Retardos Assembler

by Vasily Koudymov
In programming the PIC16 family of microcontrollers, it is sometimes necessary to do absolutely nothing for
a certain number of cycles thereby causing a real world delay of some amount of time. This can be useful if
one is programming a clock or frequency generator for example, and it is often easier to implement a delay
loop rather than using a built in TMR timer.
This document will use the following PIC16 assembly instructions:
decfsz f,d:
Although f refers to a memory location, when referring to operations performed upon f it is easier to say
something like [ f = (f - 1) ] to refer to the idea of “the value at the address which is called f will now be equal
to the original value at address f with one subtracted from it.” I only say this as any reader who is feeling
particularly anal will say that I am in error when I say, “The new value of f will be (f - 1).” Note that although I
will say that, it refers to the longer idea, it just makes following the operations much easier. Let's return to the
original topic.
The instruction, decfsz performs the operation (f - 1), and if d is substituted with the character 'W', the result
(f - 1) will be placed in the Working Register. If d is substituted with the character 'F', it will be placed back
into f such that [ f = (f - 1) ].
With regards to the cycle time of the decfsz instruction, it goes as follows “one cycle if the (f - 1) is not equal
to 0 and execute the next instruction, and one cycles if (f - 1) is equal to 0 and discard the instruction
immediately after.” This is irrespective of whether or not d is 'W' or 'F'.
Examples:
; W = 0x00
; file = 0x05
decfsz file,F ; 1 cycle, will execute 'decfsz file,W'
; W = 0x00
; file = 0x04
decfsz file,W ; 1 cycle, will execute 'movlw 0x01'
; W = 0x03
; file = 0x04
movlw 0x01 ; 1 cycle, move the value 0x01 to Working Register

movwf file ; 1 cycle, file = 0x01
; W = 0x01
; file = 0x01
decfsz file,F ; 2 cycle, file = (file - 1) is zero, so discard next instruction

movlw 0x20 ; discarded, we ignore
; W = 0x01
; file = 0x00
goto k:
This command goes to the address k in the program memory. Although in higher level languages, the “goto”
statement is looked down upon, in assembly languages, it is necessary to complete most programs. What is
great about Microchip's assembler, which we will use to compile our PIC16 code, is that it allows using relative
addresses for k rather than absolute addresses. For example, 0x1234 is an absolute address which refers to
the address 0x1234 in the PIC16's program memory. Please do not confuse program memory with RAM.

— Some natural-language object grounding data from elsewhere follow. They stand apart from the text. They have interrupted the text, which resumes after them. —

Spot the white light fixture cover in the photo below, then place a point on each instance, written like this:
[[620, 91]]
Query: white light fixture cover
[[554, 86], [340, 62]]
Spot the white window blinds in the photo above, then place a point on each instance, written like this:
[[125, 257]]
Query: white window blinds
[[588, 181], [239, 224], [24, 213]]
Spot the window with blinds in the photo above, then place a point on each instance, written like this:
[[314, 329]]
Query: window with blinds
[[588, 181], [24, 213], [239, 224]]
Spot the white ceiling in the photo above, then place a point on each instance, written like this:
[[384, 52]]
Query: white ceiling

Ram is where file registers are located and they can be modified at runtime. However, program memory is
the actual programming code which you upload to the microcontroller. In all cases while the program is
running, program memory is read only. In contrast, relative addresses are as follows: If the character ' $' is
substituted for k, then it would refer to the current address of the goto instruction (an infinite loop resulting from
this code). If “$+1” is substituted for k, then it will go to the code one instruction below the goto. If k is replaced
with “$-5”, it will go to the code 5 instructions above the goto. In all cases, goto takes two cycles to execute.
Examples:
clrf PORTA ; 1 cycle - clear PORTA file register.

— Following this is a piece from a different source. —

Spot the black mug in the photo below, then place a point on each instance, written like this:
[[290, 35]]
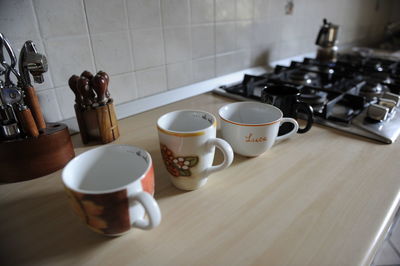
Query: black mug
[[286, 98]]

goto $-1 ; 2 cycles - go one instruction above and continue execution.
In the above case, it would cause an infinite loop where PORTA is constantly cleared.

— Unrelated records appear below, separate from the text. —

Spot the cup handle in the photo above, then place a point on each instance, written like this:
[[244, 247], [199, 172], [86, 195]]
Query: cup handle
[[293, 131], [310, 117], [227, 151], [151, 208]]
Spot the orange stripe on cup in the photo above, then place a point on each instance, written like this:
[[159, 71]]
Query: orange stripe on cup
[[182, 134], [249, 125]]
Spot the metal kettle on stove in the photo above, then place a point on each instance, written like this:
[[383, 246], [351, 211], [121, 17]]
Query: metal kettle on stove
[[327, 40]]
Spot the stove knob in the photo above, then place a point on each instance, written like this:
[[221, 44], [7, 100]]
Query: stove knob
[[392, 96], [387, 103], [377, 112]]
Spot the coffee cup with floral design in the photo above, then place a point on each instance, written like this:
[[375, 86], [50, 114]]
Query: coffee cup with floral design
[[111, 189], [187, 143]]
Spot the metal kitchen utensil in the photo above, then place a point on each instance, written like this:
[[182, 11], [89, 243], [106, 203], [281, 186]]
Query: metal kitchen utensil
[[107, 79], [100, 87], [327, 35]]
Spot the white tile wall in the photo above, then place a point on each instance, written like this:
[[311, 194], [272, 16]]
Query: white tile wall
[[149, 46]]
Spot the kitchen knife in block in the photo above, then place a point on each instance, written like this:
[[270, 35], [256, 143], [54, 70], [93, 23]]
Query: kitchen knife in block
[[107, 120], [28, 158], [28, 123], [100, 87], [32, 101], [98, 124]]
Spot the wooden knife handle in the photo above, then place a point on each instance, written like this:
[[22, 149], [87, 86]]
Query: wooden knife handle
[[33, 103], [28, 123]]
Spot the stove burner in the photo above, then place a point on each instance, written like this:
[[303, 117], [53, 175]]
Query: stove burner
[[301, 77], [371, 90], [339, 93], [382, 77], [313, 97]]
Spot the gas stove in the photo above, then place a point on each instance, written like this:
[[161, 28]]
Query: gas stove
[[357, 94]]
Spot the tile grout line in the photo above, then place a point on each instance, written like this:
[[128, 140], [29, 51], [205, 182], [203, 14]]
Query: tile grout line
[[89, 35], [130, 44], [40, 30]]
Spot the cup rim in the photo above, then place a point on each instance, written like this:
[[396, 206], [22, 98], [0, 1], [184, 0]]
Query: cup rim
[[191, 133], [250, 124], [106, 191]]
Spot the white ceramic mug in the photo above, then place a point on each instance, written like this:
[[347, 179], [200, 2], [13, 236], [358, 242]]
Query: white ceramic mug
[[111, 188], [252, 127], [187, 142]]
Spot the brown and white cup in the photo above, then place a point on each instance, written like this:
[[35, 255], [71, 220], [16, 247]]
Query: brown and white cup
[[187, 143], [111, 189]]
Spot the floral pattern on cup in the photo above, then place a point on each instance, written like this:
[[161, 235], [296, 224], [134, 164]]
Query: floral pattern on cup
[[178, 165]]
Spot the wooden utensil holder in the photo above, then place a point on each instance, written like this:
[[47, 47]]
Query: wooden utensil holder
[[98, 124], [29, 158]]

goto $+2 ; 2 cycles - go two instructions below and continue execution.
movlw 0x00 ; 1 cycle - place the value 0x00 in the W register.
andlw 0x01 ; 1 cycle - AND 0x01 and the contents of W register.
In the above case, movlw 0x00 is skipped over due to the goto, and it takes 3 cycles altogether.
Lets combine the the decfsz and goto instructions to create the simplest loop:
decfsz aa, F
goto $-1
We will refer to this as a one stage delay loop, but what would this do? So long as the instruction decfsz does
not produce a value of zero, it will take 1 cycle to execute, and then will execute the goto statement after it
which takes 2 cycles to execute. In sum, this segment of code will take 3 instructions each time decfszdoes
not produce zero. When it produces zero, decfsz will discard the goto instruction and will then take 2 cycles.
So in short: 3 cycles if not resulting in zero, 2 cycles if resulting in zero.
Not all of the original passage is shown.